Well, after getting jack all done yesterday, today is shaping up to be more productive.
The bummer is that the SO has caught one of the kids' colds, so he's probably going to be out of commission for the upcoming week. Which pretty much sucks, seeing as we haven't had a normal week in forever. But he covered my tail a bunch, so it's time for me to cover his, I guess.
Shit, I can't claim K-Bug anymore. I knew that but forgot when I did a first run through my taxes. No new washer/dryer for me. At least not as soon as I'd like.
All it takes for my day's plans to be scattered to the bitter cold wind is one human who's "coming by in an hour or so". So I didn't go for a walk because I didn't want to be gone when she got here, and I didn't start painting because I didn't want to be in the middle of it when she got here. And now I'm doing nothing, just waiting for someone who wants me to do her a favor.
My brain doesn't switch gears easily. It's hard for me to do a thing while anticipating an interruption.

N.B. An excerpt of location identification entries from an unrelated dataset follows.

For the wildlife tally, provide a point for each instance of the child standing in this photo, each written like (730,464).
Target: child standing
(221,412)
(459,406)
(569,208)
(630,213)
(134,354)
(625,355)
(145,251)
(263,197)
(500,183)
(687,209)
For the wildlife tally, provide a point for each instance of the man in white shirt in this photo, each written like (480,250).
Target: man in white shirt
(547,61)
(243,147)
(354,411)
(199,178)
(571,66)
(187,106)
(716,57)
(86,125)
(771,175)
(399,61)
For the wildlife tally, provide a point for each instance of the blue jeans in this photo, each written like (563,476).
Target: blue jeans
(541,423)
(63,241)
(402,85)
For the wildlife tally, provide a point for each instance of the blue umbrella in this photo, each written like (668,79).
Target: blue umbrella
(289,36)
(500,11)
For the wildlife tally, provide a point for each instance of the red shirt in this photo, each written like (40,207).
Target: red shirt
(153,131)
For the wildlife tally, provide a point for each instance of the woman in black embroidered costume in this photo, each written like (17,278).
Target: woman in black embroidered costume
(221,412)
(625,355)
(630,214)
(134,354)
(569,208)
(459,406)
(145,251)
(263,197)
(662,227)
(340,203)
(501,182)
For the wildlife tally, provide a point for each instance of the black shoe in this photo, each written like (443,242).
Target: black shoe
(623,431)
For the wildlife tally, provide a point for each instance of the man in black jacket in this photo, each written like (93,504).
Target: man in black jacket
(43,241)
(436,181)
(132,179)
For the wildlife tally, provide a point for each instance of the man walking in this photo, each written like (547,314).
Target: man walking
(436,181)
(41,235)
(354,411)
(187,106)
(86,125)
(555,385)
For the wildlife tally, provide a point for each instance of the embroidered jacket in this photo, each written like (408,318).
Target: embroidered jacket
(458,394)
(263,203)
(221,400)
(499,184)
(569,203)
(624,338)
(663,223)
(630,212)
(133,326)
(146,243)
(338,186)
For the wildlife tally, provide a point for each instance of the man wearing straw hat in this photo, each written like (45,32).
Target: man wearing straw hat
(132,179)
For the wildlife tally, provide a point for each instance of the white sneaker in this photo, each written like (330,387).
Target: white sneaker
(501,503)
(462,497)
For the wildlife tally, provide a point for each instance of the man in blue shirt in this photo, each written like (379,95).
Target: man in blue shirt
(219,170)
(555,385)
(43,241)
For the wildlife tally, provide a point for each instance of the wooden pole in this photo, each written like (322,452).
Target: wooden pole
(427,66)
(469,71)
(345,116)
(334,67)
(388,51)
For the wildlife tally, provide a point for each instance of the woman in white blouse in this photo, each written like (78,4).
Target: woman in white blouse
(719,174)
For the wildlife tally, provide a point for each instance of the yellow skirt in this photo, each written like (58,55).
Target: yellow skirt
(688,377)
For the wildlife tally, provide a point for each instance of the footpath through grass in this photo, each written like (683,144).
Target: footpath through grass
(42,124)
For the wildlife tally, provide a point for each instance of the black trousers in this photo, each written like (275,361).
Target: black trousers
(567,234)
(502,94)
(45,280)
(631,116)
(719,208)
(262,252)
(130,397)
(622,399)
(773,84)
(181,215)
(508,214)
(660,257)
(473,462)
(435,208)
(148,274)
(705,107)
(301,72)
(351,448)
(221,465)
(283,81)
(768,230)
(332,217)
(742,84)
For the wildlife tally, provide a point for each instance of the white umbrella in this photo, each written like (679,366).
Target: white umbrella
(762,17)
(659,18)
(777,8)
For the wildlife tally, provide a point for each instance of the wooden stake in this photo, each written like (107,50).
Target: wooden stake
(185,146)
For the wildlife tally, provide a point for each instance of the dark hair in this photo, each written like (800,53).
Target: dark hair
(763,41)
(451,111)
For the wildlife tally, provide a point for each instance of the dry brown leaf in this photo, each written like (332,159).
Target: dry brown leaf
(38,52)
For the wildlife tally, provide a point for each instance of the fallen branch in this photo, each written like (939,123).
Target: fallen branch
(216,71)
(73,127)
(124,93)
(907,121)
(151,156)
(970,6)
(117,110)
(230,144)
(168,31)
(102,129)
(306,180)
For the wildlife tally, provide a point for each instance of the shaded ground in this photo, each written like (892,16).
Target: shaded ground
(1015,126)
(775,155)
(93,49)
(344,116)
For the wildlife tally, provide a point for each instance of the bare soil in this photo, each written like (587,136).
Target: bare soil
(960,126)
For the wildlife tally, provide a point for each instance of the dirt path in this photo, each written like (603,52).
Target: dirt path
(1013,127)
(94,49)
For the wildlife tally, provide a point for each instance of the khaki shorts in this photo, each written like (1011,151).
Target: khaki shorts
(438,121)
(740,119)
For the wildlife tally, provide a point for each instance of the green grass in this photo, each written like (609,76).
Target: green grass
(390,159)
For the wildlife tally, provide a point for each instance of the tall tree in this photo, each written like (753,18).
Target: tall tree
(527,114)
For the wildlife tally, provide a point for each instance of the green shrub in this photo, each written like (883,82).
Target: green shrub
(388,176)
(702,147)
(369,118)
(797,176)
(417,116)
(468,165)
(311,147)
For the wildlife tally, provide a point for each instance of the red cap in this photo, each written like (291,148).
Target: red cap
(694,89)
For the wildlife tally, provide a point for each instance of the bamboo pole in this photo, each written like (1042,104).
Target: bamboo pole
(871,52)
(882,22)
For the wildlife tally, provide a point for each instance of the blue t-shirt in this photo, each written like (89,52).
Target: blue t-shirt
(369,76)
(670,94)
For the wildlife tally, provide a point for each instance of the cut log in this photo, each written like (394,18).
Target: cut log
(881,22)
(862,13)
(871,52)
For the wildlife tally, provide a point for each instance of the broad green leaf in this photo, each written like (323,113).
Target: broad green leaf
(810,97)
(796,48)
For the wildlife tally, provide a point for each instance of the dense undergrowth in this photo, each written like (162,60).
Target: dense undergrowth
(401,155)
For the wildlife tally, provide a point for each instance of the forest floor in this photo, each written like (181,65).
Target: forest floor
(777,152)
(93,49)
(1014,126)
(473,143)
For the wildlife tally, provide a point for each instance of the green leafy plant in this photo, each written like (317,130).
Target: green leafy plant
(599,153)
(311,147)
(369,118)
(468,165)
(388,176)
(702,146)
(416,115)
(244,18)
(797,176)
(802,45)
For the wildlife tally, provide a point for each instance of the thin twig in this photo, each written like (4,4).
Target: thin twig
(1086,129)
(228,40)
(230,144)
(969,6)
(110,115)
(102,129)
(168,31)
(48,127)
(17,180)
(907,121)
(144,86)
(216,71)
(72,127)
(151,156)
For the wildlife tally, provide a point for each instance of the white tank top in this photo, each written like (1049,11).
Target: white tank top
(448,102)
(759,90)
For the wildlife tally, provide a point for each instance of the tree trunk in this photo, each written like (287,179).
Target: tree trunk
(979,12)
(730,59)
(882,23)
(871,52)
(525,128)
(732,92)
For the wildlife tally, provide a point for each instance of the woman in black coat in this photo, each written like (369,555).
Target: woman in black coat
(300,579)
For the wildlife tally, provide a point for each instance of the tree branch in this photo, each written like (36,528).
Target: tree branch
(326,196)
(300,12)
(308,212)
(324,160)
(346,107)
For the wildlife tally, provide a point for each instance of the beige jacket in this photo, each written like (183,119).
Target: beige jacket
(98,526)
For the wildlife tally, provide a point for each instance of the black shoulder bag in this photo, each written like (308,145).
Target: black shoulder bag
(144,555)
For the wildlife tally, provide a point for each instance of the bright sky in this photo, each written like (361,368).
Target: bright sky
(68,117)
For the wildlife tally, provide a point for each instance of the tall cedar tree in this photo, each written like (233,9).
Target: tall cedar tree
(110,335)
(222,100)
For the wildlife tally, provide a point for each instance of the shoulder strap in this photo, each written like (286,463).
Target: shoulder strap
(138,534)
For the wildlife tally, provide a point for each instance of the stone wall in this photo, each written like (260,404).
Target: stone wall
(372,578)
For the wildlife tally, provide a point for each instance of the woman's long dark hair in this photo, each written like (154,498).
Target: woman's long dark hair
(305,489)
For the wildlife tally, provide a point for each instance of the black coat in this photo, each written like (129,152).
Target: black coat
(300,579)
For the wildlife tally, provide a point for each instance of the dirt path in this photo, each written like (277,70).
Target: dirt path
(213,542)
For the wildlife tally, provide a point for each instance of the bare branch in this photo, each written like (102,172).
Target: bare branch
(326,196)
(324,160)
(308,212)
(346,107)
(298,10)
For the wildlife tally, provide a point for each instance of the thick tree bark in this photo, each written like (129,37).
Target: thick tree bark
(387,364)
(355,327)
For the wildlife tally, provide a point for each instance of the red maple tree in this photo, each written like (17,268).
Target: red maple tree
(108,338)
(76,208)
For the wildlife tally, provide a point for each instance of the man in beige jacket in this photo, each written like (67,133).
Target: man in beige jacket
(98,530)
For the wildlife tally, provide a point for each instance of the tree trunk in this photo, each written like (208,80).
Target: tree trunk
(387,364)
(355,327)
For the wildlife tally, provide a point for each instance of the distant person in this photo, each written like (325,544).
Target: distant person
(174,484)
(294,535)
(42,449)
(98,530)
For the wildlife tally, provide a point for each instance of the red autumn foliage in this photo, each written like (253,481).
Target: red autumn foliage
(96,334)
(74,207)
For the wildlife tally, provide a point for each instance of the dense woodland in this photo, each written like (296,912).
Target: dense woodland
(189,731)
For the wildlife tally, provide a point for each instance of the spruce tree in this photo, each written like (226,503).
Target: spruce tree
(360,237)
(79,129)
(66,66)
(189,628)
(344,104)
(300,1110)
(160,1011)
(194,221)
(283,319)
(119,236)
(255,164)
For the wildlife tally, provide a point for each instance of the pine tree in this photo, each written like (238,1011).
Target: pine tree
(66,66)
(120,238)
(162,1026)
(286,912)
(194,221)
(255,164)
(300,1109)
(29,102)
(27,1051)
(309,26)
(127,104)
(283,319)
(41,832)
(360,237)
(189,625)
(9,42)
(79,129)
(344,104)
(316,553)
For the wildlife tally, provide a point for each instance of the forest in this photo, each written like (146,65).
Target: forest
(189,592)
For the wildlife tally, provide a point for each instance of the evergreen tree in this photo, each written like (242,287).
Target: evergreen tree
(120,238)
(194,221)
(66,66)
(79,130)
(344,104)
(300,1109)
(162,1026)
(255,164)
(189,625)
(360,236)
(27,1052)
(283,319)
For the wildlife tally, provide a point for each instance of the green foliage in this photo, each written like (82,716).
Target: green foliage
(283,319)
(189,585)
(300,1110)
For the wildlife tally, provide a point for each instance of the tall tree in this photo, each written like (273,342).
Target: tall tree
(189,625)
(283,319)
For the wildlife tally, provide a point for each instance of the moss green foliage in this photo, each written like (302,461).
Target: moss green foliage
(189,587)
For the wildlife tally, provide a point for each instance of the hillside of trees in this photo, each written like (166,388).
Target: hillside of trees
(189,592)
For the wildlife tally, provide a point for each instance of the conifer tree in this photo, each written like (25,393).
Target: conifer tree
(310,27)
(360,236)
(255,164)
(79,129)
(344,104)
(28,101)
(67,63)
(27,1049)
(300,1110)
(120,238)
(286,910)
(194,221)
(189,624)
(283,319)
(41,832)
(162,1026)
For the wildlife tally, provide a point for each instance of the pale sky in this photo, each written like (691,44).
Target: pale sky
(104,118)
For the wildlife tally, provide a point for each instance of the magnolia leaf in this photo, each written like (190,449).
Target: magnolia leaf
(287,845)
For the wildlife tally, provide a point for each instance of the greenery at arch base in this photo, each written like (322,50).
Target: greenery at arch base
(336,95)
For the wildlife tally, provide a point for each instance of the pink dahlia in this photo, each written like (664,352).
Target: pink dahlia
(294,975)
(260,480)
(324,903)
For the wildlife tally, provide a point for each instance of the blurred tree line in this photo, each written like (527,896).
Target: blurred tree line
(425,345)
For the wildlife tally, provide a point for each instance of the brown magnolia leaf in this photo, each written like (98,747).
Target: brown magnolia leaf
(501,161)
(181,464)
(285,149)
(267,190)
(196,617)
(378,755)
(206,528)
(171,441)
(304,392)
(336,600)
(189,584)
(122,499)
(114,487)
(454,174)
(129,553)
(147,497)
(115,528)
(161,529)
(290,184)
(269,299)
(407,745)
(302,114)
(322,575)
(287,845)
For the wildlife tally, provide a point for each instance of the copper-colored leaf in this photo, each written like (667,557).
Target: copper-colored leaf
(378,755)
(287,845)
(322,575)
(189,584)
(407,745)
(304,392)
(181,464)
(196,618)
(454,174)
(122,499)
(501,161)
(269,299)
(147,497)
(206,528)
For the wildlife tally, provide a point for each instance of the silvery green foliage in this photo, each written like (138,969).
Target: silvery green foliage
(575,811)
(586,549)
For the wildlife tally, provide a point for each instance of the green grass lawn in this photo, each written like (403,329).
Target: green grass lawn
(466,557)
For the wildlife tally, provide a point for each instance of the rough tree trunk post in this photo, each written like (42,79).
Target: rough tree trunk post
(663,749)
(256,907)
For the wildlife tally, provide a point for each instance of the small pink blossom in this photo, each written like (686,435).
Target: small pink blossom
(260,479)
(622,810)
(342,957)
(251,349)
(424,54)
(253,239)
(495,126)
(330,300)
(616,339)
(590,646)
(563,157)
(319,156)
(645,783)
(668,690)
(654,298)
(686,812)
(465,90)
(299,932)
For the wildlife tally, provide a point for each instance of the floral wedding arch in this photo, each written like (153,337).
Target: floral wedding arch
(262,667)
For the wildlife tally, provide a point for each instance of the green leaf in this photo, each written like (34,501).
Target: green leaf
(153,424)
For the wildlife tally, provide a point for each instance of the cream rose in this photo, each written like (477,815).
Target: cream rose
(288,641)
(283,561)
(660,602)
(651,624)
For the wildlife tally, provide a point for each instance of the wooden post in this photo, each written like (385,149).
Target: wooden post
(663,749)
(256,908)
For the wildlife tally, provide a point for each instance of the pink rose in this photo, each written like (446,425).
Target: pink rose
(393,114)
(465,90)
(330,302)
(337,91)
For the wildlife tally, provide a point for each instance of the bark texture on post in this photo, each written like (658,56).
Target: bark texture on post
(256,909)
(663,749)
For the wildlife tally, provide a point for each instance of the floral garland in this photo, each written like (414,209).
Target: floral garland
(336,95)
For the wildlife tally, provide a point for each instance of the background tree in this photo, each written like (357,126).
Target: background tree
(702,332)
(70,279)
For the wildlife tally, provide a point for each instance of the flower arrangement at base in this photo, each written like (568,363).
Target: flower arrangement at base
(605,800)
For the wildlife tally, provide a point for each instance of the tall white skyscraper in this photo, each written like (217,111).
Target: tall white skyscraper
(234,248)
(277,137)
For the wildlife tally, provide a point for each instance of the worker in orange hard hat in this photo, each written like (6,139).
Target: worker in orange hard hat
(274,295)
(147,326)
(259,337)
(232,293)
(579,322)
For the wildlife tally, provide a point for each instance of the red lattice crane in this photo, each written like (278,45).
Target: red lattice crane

One of the team members has disappeared. I don't know if I'm supposed to ask about it, or what. She told me about an error message that was appearing, and I said I'd have to go to our manager with it for a decision on how to handle it, because it would affect our budget, and she sent me a huffy email that ended with "Well, it's not my project!" and then ditched the next (important) meeting and hasn't replied to any emails that have been directed to her.
Previously she wasn't working the project this weekend, but then she became available. Plus she disappeared during the work day on Friday,, not after hours if she was still not working the OT project.
She's ridiculously unprofessional--the one my
boss
calls incompetent, but my manager is very defensive of her, so I'm hesitant to even ask. But she can't possibly be this petty, can she? Mad at me because I'm escalating an issue she found? I'm not burying it, I'm bringing it into the light. And since she only found it, not caused it--if there's a hero in the story, it's her.
Some days (Monday->Friday, some weekends) I don't understand people.
I made it out of the house for a walk!
Which somehow turned into brunch at the nearby Mexican hole in the wall,but at least I walked here.
I need to start thinking about my taxes, but I still don't have my W2, so it may not happen soon.
Migraine. Can't sleep. Too bright. Not happy.
god, so busy. Dealing with my folks' condo, gotta get stuff signed tomorrow, then meet old friends for lunch and then go to this memorial which is to be followed by a gathering somewhere. Today I have people coming over to binge on Community, then dinner in the city with another old friend.
Somewhere in there I have to pack to go to Puget Sound for three days on Monday. ARgh.
And my phone just pinged--I have to go pick someone up at BART...
Consuela, did the condo sell?
I'm watching Charlie Brown Christmas at the request of my children. Really though I want a nap.
Thanks for the Effexor info. I got a great email from a Pharmacology professor who has a great deal of expertise in drugs for broken brains, and I think given the side effects, I should stick to SSRIs, behavioral therapy, and avoiding home improvement projects.
Kat, I'm so sorry to hear about Kuma. He was a good boy.
avoiding home improvement projects
I think this is a global recommendation, regardless of whether one is in need of prescription meds. I think there is a UN resolution to this effect.